Pain although following initially simple pathways, can have far reaching affects. This is because pain pathways interact with various parts of the brain, which are key to our everyday behaviour. So pain can cause sleep problems, make us more fearful and anxious. Also because it activates areas responsible for attention and our response to the outside world our social interactions and work can suffer.
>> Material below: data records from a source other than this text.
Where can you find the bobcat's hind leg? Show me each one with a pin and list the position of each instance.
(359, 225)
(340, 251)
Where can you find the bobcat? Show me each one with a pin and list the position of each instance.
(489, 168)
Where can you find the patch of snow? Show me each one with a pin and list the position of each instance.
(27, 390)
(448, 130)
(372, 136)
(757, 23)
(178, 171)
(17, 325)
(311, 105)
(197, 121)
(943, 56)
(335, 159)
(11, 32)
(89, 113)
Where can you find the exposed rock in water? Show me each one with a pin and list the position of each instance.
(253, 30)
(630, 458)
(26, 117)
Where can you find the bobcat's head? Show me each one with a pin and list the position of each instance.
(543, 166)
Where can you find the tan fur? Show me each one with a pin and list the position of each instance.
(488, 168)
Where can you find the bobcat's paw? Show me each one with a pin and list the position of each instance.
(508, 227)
We have drugs to treat pain but treatment needs to take a more holistic nature. We need to look at the emotional side, the ability not to give into pain, learning to cope and distractions all have a positive impact. This can be brought about through movement and exercise. Which does seem strange because our bodies are screaming at us to protect the injury. You can understand why people don’t do things, which are painful. However this ‘protection’ could be more harmful.
So in conclusion chronic pain is often incurable, pain often goes undiagnosed and can be un-diagnosable. Other people don’t realise its real and don’t understand how hard it is to live with pain. Rather than a cure, holistic therapy is given from physiotherapy to psychotherapy. This has not been seen to reduce pain but instead it allows people to manage their pain and to live fuller lives. This has a positive impact on their psychological well-being and consequently their pain.